全国の警察で初の取り組み、陽性反応が出れば医療機関で診察を行う

警視庁、留置前に容疑者全員にPCR検査を実施

警視庁四谷署の留置場=2020年5月7日、東京都新宿区(時事)

 新型コロナウイルスの感染拡大を受け、警視庁が逮捕した容疑者全員に対し、留置場に入れる前にPCR検査を実施する方針を固めたことが15日、同庁への取材で分かった。留置場内での無症状者による感染拡大を防ぐのが狙いで、全国の警察では初の取り組みという。早ければ週明けから始める。

 警視庁留置管理1課によると、留置前に容疑者からストローを使って容器に唾液を提供してもらい、同庁本部に設置された検査機器で感染の有無を調べる。陽性反応が出た場合は医療機関で改めて診察を行い、容疑者の健康状態や犯罪の重大性などを考慮し、入院の必要性や陽性者用の隔離施設への収容などを検討する。
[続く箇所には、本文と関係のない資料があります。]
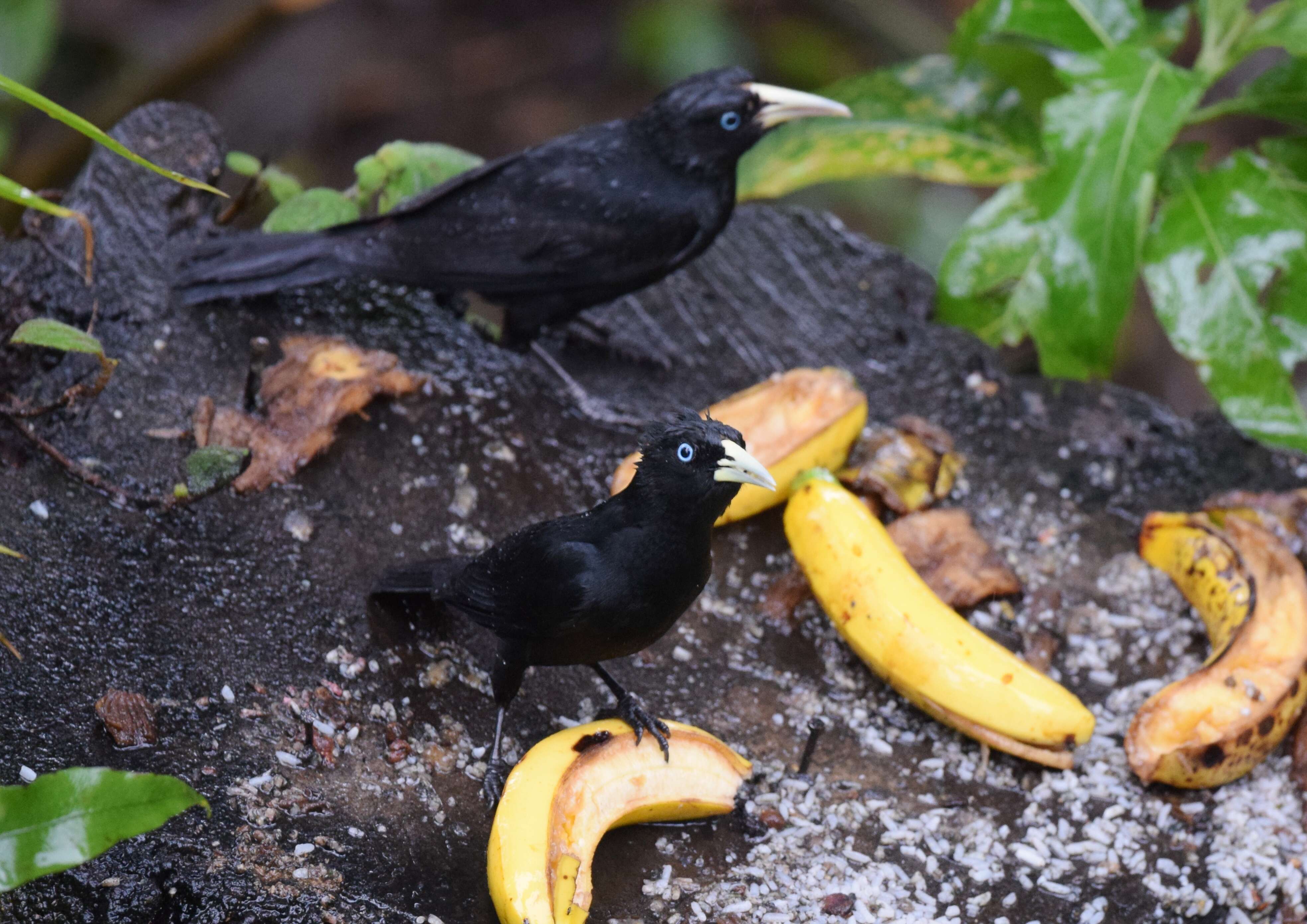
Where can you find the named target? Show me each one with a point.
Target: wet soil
(179, 604)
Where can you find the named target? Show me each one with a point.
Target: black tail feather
(254, 263)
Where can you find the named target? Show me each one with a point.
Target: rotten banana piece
(1219, 723)
(911, 638)
(790, 423)
(582, 782)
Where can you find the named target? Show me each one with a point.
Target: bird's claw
(492, 785)
(632, 711)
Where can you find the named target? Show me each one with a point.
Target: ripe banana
(574, 786)
(908, 636)
(790, 423)
(1219, 723)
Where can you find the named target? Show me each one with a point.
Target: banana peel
(913, 640)
(1219, 723)
(790, 423)
(574, 786)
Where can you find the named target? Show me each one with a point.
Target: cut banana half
(790, 423)
(1221, 722)
(911, 638)
(577, 785)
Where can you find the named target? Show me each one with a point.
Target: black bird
(602, 585)
(550, 231)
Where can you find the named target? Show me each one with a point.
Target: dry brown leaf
(950, 555)
(318, 383)
(129, 718)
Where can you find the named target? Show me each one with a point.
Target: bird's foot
(632, 711)
(492, 785)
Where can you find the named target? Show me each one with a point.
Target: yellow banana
(574, 786)
(1219, 723)
(790, 423)
(914, 641)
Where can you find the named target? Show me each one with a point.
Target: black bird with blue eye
(595, 586)
(546, 232)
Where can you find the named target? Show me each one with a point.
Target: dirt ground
(220, 598)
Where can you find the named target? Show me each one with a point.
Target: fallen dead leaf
(319, 382)
(129, 718)
(909, 466)
(952, 557)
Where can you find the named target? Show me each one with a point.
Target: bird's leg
(632, 711)
(586, 403)
(497, 774)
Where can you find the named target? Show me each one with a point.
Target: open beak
(781, 105)
(739, 466)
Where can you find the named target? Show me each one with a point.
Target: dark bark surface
(178, 604)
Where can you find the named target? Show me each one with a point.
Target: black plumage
(550, 231)
(602, 585)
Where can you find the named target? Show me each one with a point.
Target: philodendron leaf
(1055, 257)
(1281, 24)
(214, 467)
(57, 336)
(1075, 25)
(312, 211)
(925, 119)
(403, 169)
(1280, 93)
(1227, 266)
(66, 819)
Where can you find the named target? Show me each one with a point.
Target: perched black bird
(550, 231)
(602, 585)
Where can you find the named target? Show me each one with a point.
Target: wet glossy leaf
(312, 211)
(242, 164)
(1075, 25)
(66, 819)
(925, 119)
(57, 336)
(1280, 93)
(1283, 24)
(403, 169)
(74, 121)
(28, 32)
(1055, 257)
(1227, 266)
(214, 467)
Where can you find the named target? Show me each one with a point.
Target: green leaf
(62, 820)
(1280, 93)
(214, 467)
(1283, 24)
(312, 211)
(242, 164)
(95, 134)
(28, 32)
(403, 169)
(1227, 267)
(1055, 257)
(1075, 25)
(281, 186)
(57, 336)
(923, 119)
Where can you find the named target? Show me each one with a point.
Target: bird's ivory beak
(739, 466)
(781, 105)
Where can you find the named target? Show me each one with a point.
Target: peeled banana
(792, 421)
(908, 636)
(1219, 723)
(574, 786)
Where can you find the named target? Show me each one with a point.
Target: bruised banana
(913, 640)
(1221, 722)
(574, 786)
(790, 423)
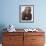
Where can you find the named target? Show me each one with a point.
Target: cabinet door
(37, 40)
(27, 40)
(13, 40)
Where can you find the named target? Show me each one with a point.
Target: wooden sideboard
(23, 39)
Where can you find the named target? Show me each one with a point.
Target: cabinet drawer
(13, 33)
(37, 39)
(34, 33)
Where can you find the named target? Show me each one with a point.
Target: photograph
(26, 13)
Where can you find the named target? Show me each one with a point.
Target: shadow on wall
(2, 26)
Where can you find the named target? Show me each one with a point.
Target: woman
(26, 14)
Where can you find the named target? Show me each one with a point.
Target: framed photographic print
(26, 13)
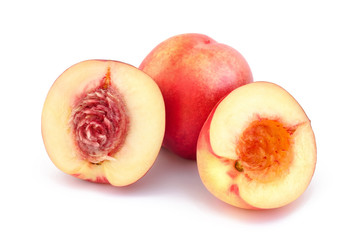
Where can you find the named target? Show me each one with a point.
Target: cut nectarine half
(257, 148)
(103, 121)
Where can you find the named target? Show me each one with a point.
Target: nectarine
(103, 121)
(193, 72)
(257, 148)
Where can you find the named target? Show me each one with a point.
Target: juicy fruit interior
(99, 122)
(265, 150)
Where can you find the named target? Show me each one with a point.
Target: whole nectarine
(103, 121)
(193, 72)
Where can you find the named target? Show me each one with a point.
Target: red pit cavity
(99, 123)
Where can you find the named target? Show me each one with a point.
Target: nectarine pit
(99, 122)
(265, 150)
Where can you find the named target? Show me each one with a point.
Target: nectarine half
(257, 148)
(103, 121)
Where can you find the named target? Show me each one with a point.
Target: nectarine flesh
(193, 72)
(103, 121)
(257, 149)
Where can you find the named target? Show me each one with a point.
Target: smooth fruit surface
(103, 121)
(257, 148)
(193, 72)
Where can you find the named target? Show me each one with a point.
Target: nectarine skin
(103, 121)
(193, 72)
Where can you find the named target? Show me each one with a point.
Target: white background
(311, 48)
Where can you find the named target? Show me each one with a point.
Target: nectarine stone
(265, 150)
(99, 122)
 警視庁では以前から、留置前の診療で容疑者に発熱や味覚障害など新型コロナの感染を疑う症状があれば、医療機関に依頼してPCR検査などを実施していた。ただ、感染が再び拡大し、昨年12月に一部の警察署の留置場で収容者の集団感染が起きたことから、より強い対策を検討していた。

 同課の寺岡博之課長は「引き続きあらゆる手段を講じ、留置施設内における感染防止と衛生の確保に努める」とコメントした。